How LLMs Are Trained

The previous lecture covered what LLMs do — predict the next token using attention over a finite context window. This lecture addresses the equally important question: how did they learn to do it? The answer turns out to be one of the most practically useful things an agent developer can understand, because the training process directly explains the specific, predictable ways LLMs behave. Once you understand how LLMs were trained, you can anticipate their strengths, weaknesses, and quirks — and design agents that account for them.

The Three-Stage Training Pipeline

Commercial LLMs are built through a three-stage process: pre-training, instruction tuning, and reinforcement learning from human feedback (RLHF). Each stage shapes the model's behavior in distinct and predictable ways.

Stage 1: Pre-Training

Pre-training is the foundation.
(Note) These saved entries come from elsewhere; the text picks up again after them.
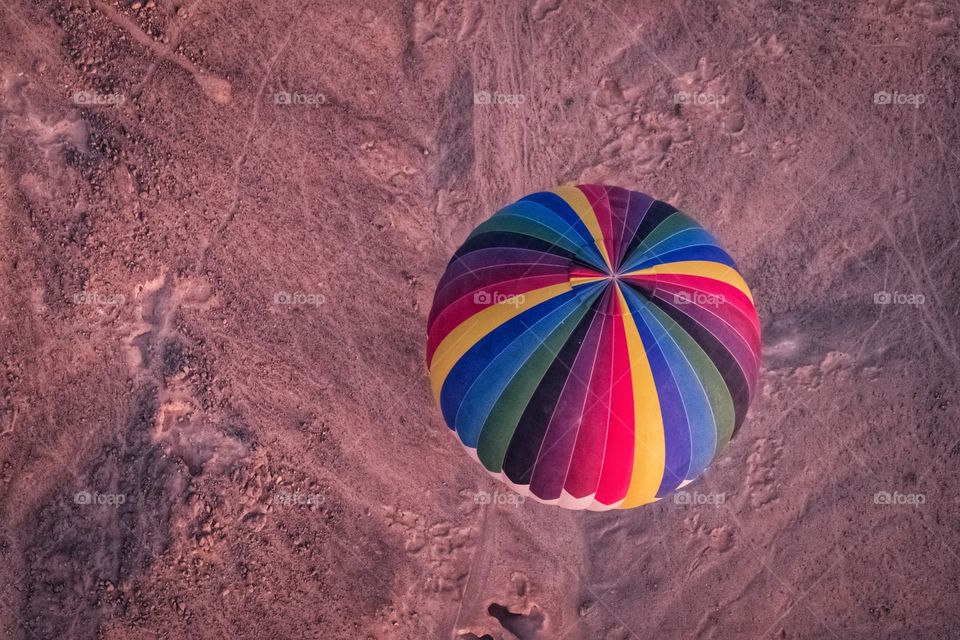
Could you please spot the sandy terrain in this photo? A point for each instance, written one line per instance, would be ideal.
(221, 224)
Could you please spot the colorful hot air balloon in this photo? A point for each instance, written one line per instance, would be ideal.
(593, 347)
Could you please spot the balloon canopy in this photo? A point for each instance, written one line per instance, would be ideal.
(593, 347)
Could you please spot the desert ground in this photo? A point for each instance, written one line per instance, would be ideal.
(221, 226)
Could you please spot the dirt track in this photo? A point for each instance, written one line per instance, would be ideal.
(220, 229)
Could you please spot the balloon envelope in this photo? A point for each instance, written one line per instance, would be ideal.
(593, 347)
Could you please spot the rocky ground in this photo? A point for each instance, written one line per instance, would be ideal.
(221, 224)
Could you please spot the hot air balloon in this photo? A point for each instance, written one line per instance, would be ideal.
(593, 347)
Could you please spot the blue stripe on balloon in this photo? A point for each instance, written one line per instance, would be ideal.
(551, 208)
(484, 371)
(681, 239)
(709, 253)
(700, 418)
(676, 431)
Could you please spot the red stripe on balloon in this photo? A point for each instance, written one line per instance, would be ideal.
(583, 474)
(618, 455)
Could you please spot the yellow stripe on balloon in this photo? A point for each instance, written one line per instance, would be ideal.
(649, 449)
(473, 329)
(579, 203)
(578, 280)
(703, 268)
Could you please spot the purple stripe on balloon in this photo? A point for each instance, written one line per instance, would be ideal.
(553, 461)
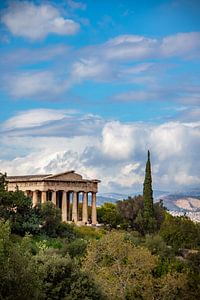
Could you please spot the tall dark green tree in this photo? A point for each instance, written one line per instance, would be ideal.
(147, 190)
(148, 218)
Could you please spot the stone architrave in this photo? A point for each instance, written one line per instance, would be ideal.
(53, 199)
(74, 208)
(69, 182)
(85, 208)
(44, 197)
(35, 198)
(64, 206)
(94, 209)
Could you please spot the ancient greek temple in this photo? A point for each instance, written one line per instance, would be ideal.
(66, 190)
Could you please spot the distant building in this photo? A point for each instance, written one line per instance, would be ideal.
(62, 189)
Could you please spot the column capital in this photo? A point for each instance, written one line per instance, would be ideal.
(64, 206)
(85, 208)
(94, 209)
(75, 207)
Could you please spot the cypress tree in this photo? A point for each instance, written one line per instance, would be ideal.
(147, 191)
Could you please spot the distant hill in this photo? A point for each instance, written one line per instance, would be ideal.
(180, 201)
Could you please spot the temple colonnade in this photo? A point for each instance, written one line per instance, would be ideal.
(67, 191)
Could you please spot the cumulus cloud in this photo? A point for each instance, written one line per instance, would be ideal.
(32, 118)
(52, 122)
(25, 19)
(113, 151)
(76, 5)
(117, 140)
(35, 83)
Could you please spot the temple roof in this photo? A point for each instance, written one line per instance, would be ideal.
(64, 176)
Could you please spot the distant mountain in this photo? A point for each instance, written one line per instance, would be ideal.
(180, 201)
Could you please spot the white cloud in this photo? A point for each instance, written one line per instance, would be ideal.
(117, 150)
(117, 140)
(37, 83)
(76, 5)
(35, 22)
(36, 117)
(181, 44)
(88, 69)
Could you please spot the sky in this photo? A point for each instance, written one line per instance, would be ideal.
(92, 85)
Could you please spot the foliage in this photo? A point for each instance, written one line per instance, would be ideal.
(108, 214)
(148, 213)
(62, 279)
(180, 232)
(18, 274)
(76, 248)
(3, 183)
(126, 272)
(88, 232)
(129, 209)
(50, 218)
(17, 208)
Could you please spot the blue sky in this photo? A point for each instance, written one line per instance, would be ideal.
(91, 85)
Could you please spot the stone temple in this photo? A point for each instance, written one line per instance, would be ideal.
(66, 190)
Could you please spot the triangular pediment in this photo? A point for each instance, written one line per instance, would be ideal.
(70, 175)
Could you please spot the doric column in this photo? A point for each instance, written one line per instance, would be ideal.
(68, 207)
(94, 209)
(44, 197)
(64, 206)
(26, 193)
(53, 199)
(85, 208)
(74, 208)
(35, 198)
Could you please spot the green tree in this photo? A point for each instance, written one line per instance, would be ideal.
(109, 214)
(129, 209)
(50, 218)
(17, 208)
(148, 213)
(18, 273)
(147, 190)
(125, 271)
(180, 232)
(2, 181)
(63, 279)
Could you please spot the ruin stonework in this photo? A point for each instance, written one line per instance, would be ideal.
(66, 190)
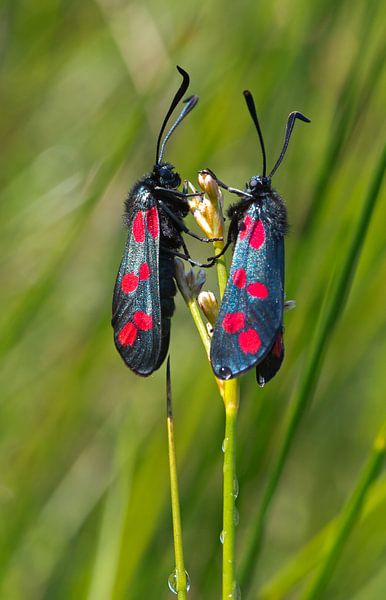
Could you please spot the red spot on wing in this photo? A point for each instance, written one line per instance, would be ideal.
(239, 278)
(249, 341)
(258, 235)
(127, 335)
(152, 221)
(257, 290)
(129, 283)
(139, 227)
(144, 271)
(233, 322)
(245, 227)
(143, 321)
The model reads an enormous corpus of text — a significant portion of the publicly available internet, plus books, journals, and other digital text — and learns to predict the next token. It performs this prediction billions of times across trillions of tokens. By the end, the model's weights encode the patterns, knowledge, and style of that training data.

The key insight is straightforward: the model's behavior is a reflection of its training data. Not of intelligence. Not of understanding. Of patterns in the data it was trained on. Once you internalize this, many LLM behaviors that seem mysterious start making perfect sense.

Why LLM Prose Is Dramatic

People write differently on the internet than they speak in conversation. Blog posts, articles, and social media are written to grab attention — sensational, emphatic, emotionally charged. The internet rewards attention-grabbing language. When an LLM generates text, it draws on these patterns. The slightly breathless tone, the overuse of words like "crucial," "revolutionary," and "game-changing" — that is the internet's voice, absorbed during pre-training.
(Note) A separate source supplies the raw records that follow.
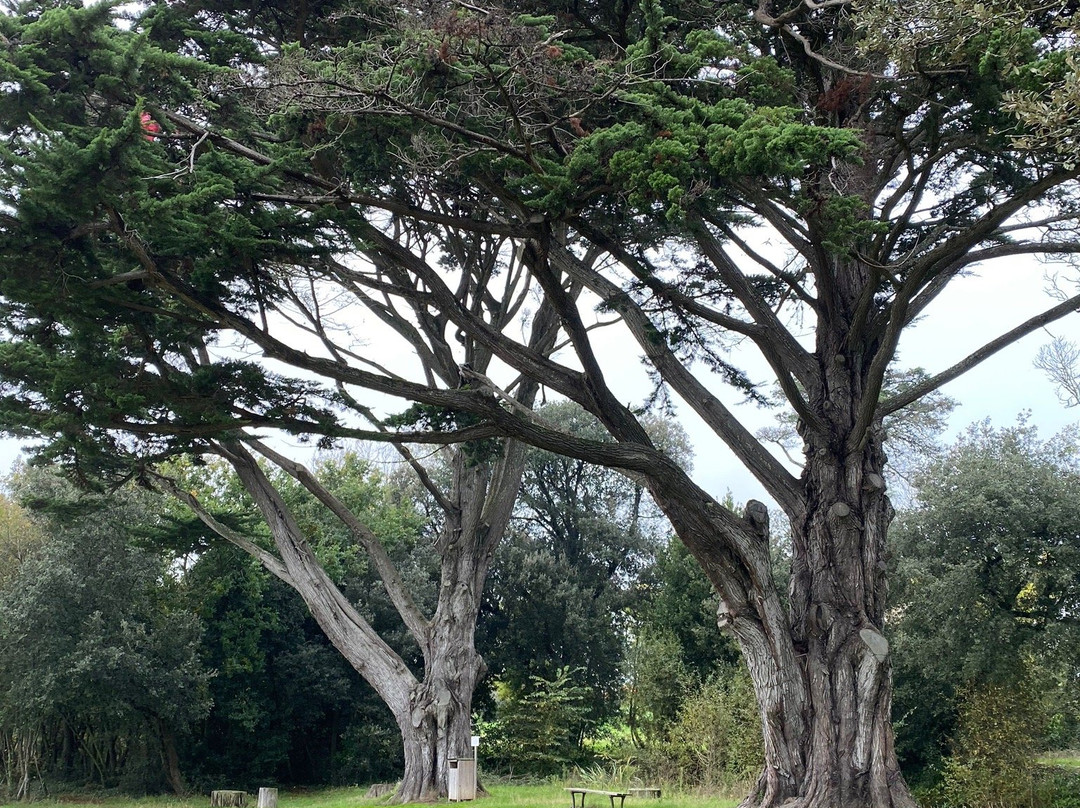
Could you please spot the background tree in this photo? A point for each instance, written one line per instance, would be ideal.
(986, 594)
(617, 152)
(566, 581)
(99, 669)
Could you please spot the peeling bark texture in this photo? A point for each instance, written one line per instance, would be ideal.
(821, 667)
(434, 712)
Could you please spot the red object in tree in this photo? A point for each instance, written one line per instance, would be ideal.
(150, 126)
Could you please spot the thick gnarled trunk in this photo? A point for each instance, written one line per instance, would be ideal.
(828, 736)
(432, 713)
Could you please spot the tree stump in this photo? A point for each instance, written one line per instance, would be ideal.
(228, 799)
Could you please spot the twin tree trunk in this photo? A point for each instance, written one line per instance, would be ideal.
(820, 665)
(823, 684)
(434, 712)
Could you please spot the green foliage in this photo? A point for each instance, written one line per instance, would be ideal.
(990, 762)
(539, 727)
(717, 737)
(657, 684)
(987, 577)
(96, 646)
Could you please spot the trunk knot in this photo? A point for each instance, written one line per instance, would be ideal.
(757, 514)
(876, 642)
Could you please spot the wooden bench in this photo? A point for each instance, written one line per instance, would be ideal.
(609, 794)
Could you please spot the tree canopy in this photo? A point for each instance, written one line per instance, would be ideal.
(199, 202)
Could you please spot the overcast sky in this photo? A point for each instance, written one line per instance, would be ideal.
(972, 311)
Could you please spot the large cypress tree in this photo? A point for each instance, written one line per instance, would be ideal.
(443, 152)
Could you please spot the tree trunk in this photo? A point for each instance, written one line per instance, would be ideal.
(434, 713)
(836, 748)
(171, 759)
(828, 738)
(820, 667)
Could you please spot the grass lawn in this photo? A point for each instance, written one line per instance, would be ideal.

The LLM is not excited. The training data was written by people who were trying to get clicks.

Why LLMs Are Good at Code

LLMs are remarkably capable at writing code, and the reason is that the training data for code is exceptionally well-structured. GitHub and other open-source repositories contain millions of public codebases — working code, written well enough that someone published it.

But it goes deeper than the code itself. GitHub also contains issues, pull requests, commit messages, and code reviews. An issue describes a problem in natural language. A commit or pull request provides the code that fixes it. This amounts to millions of examples of a human-written prompt paired with the code that solves it — which is exactly the task we ask LLMs to perform.
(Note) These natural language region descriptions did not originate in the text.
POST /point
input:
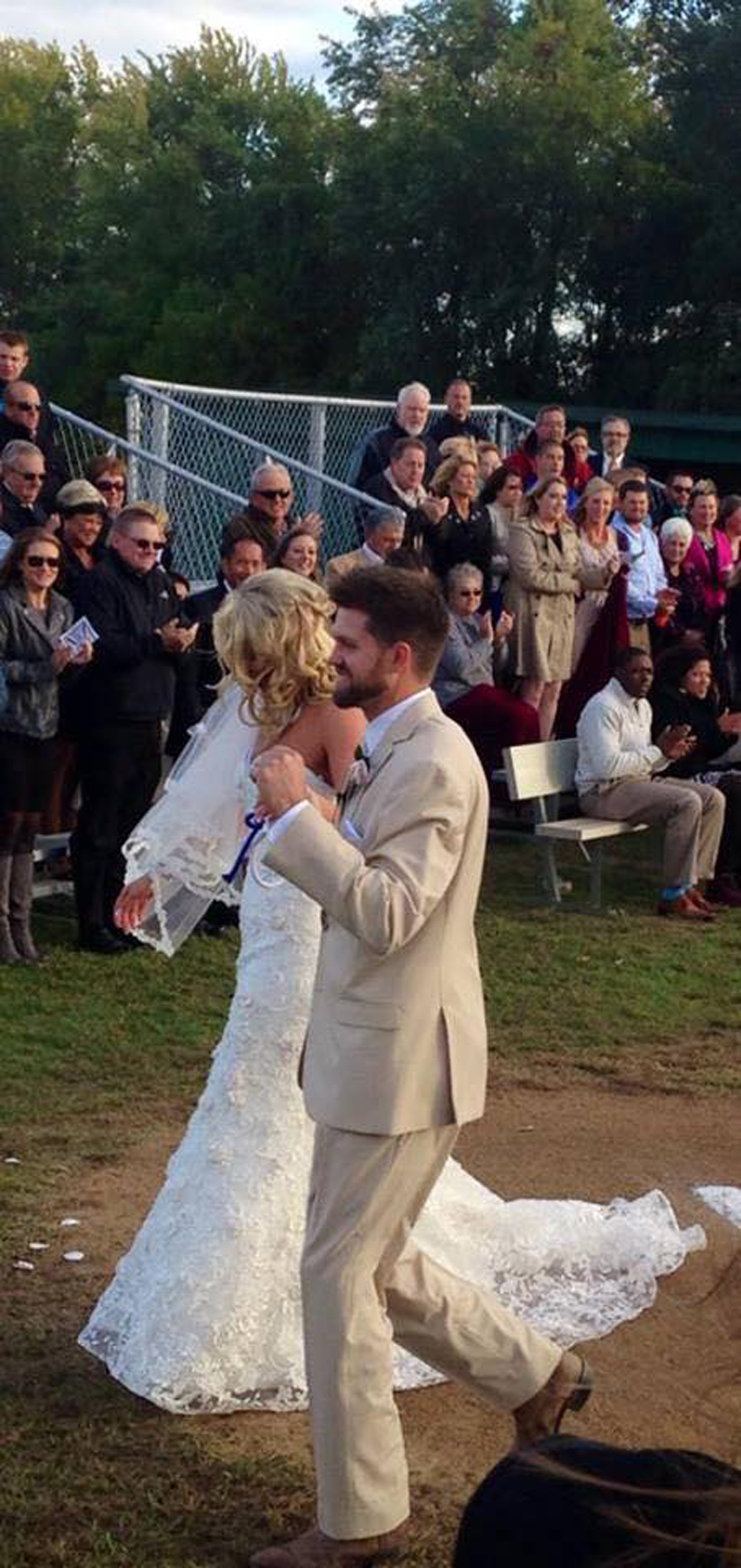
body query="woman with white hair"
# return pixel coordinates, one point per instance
(464, 681)
(687, 621)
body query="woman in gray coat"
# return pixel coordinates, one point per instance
(464, 681)
(32, 620)
(547, 575)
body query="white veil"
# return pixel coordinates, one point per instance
(193, 833)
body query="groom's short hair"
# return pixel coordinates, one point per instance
(400, 606)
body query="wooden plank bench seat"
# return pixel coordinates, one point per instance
(541, 773)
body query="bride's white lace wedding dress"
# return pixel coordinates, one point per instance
(204, 1311)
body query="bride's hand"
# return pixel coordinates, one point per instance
(133, 904)
(279, 775)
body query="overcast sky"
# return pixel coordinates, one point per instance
(121, 27)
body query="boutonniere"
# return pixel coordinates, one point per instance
(356, 776)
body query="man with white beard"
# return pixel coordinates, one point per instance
(408, 419)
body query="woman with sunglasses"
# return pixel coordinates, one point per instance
(108, 475)
(33, 618)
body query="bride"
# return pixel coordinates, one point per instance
(204, 1311)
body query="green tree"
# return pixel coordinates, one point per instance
(202, 223)
(39, 119)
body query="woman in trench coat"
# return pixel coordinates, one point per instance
(545, 578)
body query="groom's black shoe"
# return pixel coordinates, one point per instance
(568, 1388)
(316, 1549)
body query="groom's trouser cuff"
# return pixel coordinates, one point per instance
(362, 1282)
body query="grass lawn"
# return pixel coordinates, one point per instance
(94, 1053)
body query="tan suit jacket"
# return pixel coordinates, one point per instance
(344, 563)
(396, 1033)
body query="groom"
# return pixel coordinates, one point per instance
(393, 1062)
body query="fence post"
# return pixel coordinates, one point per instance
(133, 437)
(317, 437)
(160, 437)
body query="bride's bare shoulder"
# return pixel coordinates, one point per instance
(342, 724)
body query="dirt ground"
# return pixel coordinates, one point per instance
(662, 1379)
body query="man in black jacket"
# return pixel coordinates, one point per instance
(21, 420)
(129, 695)
(242, 555)
(22, 479)
(408, 419)
(458, 419)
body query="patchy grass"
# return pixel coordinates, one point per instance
(94, 1053)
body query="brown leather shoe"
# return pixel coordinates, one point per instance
(316, 1549)
(568, 1388)
(685, 908)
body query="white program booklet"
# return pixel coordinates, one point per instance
(79, 634)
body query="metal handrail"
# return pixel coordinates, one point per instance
(146, 385)
(144, 455)
(257, 446)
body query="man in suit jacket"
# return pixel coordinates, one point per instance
(382, 530)
(395, 1062)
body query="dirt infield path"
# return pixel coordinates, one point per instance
(662, 1379)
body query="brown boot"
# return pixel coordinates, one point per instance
(21, 893)
(316, 1549)
(568, 1388)
(8, 950)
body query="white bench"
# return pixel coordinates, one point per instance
(541, 773)
(46, 846)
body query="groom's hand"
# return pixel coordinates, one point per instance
(279, 775)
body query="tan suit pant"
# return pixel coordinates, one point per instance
(693, 813)
(364, 1285)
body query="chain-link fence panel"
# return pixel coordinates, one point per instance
(195, 440)
(196, 509)
(325, 433)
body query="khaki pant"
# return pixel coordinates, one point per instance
(365, 1283)
(693, 814)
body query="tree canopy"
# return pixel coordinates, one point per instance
(542, 196)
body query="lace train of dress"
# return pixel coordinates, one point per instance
(204, 1311)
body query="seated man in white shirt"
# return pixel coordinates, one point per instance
(385, 534)
(619, 778)
(648, 585)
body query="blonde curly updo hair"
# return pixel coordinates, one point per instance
(273, 637)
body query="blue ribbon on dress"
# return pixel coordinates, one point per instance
(256, 827)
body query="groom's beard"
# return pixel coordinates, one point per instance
(354, 693)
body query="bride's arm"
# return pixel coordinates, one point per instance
(344, 730)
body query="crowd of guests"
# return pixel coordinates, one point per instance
(554, 558)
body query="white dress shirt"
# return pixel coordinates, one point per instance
(373, 735)
(614, 739)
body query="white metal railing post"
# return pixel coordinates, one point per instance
(317, 437)
(133, 437)
(160, 434)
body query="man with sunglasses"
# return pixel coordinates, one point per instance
(21, 420)
(677, 492)
(129, 692)
(15, 355)
(22, 471)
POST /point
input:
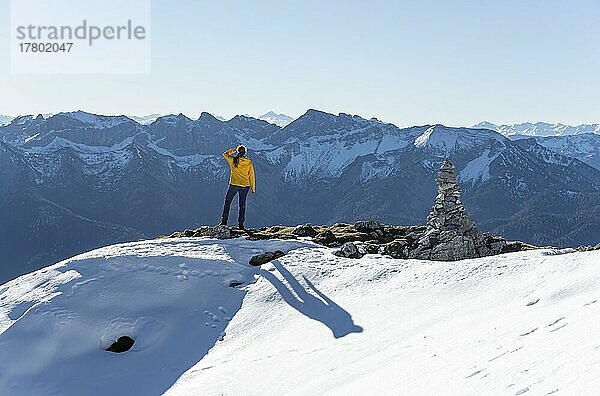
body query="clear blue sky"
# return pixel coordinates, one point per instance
(455, 62)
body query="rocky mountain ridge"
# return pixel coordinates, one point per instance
(77, 171)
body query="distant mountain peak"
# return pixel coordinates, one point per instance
(280, 120)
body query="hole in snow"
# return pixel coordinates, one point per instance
(123, 344)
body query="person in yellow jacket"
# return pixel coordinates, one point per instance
(240, 182)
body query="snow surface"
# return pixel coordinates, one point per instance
(310, 323)
(478, 169)
(280, 120)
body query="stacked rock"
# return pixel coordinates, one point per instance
(448, 213)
Code also has an inherent advantage as context for language models. Programming languages are structured and precise — a small number of tokens expressing intent with high signal density. This aligns well with how attention works: fewer tokens with higher signal produce better predictions.

Why LLMs Over-Engineer

People do not just write code — they write about code. Blog posts, tutorials, conference talks, and social media discussions about programming tend to showcase interesting solutions. Nobody writes a blog post about a simple for loop. They write about the clever library, the elegant design pattern, the cutting-edge framework.

The result is that the training data contains disproportionately many sophisticated, complex solutions and relatively fewer examples of the boring, simple approach that would have been fine. When an LLM writes a function, it may reach for a library or pattern that is impressive but unnecessary. It is not showing off. It is reflecting the bias in what gets discussed online.

Stage 2: Instruction Tuning

A raw pre-trained model has absorbed vast knowledge but is not useful as an assistant. If you type a question, it might generate another question — because on the internet, questions are often followed by more questions, not answers.

Instruction tuning is the second stage. Humans write thousands of example conversations: a question or instruction paired with a helpful, well-structured response. The model is fine-tuned on these examples to learn the pattern of receiving a request and producing a useful answer.

This stage teaches the model to:

Answer questions instead of just continuing text
Follow formatting instructions ("give me a list," "write in JSON")
Stay on topic instead of wandering
Structure responses with introductions and conclusions

Side Effects of Instruction Tuning

The training examples used for instruction tuning tend to be thorough, well-structured, and comprehensive. The humans writing them were rewarded for being helpful. This creates two predictable side effects.

Verbosity. The model learns that a good response is a long response. Ask a simple yes-or-no question and you get a paragraph — because in the instruction tuning data, that is what "helpful" looked like.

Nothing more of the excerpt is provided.